…because of course, poetry has no actual purpose 😉

The first time I wrote a fully scripted ‘theatrical ghost walk’ for Sussex Darkside (the paranormal entertainment company I am partner in), I decided to write the entire thing in poetry. Rhyming couplets of eleven syllables per line to be precise – for all nine poems. I think I must have been mad.

Anyway, that ran for a year at the Royal Hippodrome Theatre in Eastbourne and got some lovely reviews – (you can see some of the poems on my website: ( – however, we realised that the audience wanted a more integrative experience; scares, challenges and more interaction with the actors, so I am about to recycle my existing poems and turn them into a murder mystery.

Each of the original poems tells the story of a reported ghost that haunts each part of the theatre we tour our guests around. The stories were unrelated to each other but, because I had a bigger plan in my head of eventually turning them into an actual play, I had written in-between scenes that created a loose link between the stories. Basically, each ghost haunts the theatre for a particular reason BUT, in the tour, one of the ghosts is being beastly to all of the other ghosts and while the audience travel between stories, they bump back into the ghost-characters, who complain to the audience about the ‘beastly ghost’, who of course, ends up murdered (again).

Now, I am turning this into a murder mystery game, so I need to add in some visual clues and ways for the guests to interact with the actors, whilst not spoiling the scenes.

I do love a challenge, and this particular ‘show’ will have its first outing at the end of March in an all night ‘spooky sleepover’ event we are running on behalf of a local hospice charity. I also have to write four 15 minute plays as challenges for the participants. I cannot wait to get started! In fact, I really shouldn’t wait as I only have four weeks to get it done, between finishing my creative writing book, formatting and publishing three books for clients and home-educating my middle daughter… in fact, I really should stop blogging and just get on with it, but alas, I am a hopeless procrastinator.


Due a house-move, my lovely office is no more and I now have a really nice lap table that I can use anywhere (even in bed!), and as you can see, the dog doesn’t care – he is still at my feet providing support and aromas.

I haven’t actually written creatively for about 9 months, due to various events;  a housemove and my lovely dad loosing a terrible battle with cancer. It’s not been a good year and I have focussed on working to help other people get their books together – which is incredibly rewarding; there really is nothing like seeing a new author cradling their first book like a newborn baby (I think we all do it).

The only downside to my lap desk, is that once I’m installed under it, it’s very difficult to remove it, so I have to get the kids or the husband to fetch my my tea.


I can only think and plot in colour – otherwise it doesn’t makes sense to me, so here is a picture of my latest ‘workings out’ for what was my novel Zofantica but, has now become Ba.


Well, part way through my plotting it out, I realised that Zofantica cannot happen unless a whole other load of things happen first, and therefore, Zofantica has to be pushed back to book 3 of the series instead of book 2.

So, now I am officially writing Ba; book 2 of Guardians of the Freen-Earth Alliance.

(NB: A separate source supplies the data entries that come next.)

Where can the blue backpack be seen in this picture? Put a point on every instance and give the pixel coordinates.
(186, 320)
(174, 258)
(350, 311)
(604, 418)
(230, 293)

Incidentally, I still haven’t actually written any more of it – just lots of colourful plot diagrams.

I am a hopeless procrastinator.


These are the notes and the finished paintings for ‘The Love of the Sea’.  It has been an exciting process finding and then commissioning an artist to interpret my poem into a series of pictures.

I was incredibly lucky to be introduced to Samantha Tuffnell, an ink and bleach artist, who was able to see the poem and my vision for it and produce this wonderful set of images.

I met with Sam this morning and we discussed how we are going to turn them into a saleable book/coffee table art-piece, which is going to take lots of research and planning.


Having already written the first seven chapters of this follow-up to FREEN, I decided to plot each chapter and state a clear purpose, so that I can clearly see what I am revealing to my readers each time.

I found a hard-back, A4 notebook and am starting chapter 1 from the rear and working forwards so that the most recent chapter is closest to the front of the book. I have a page for each chapter on the left and a blank page on the right for post-it notes and sketches. It makes sense to me to do it like this, but then I always read magazines from the rear to the front – no idea why.


I love to see where other people write (especially the very successful ones), so I thought I would share my ‘write space’.

I always imagine myself writing in a beautiful Victorian house with high ceilings and french doors that can be opened onto a lovely garden and that I am interrupted only take a gentle stroll or to talk to my editor.

In reality, I know I am extremely lucky to have an office at home, but it also doubles up as an education centre for my home-educated children and I am mostly interrupted by having to vacate the room when my dog’s wind becomes unbearable.

UPDATE: So, my lovely office is now the domain of my work-obsessed husband, who, due to working 16 hours+ a day in the living room was forcibly extracted and re-located in what was my office and the living room was restored to it’s former function. I now work at the dining table (or the kitchen, when the girls practising piano).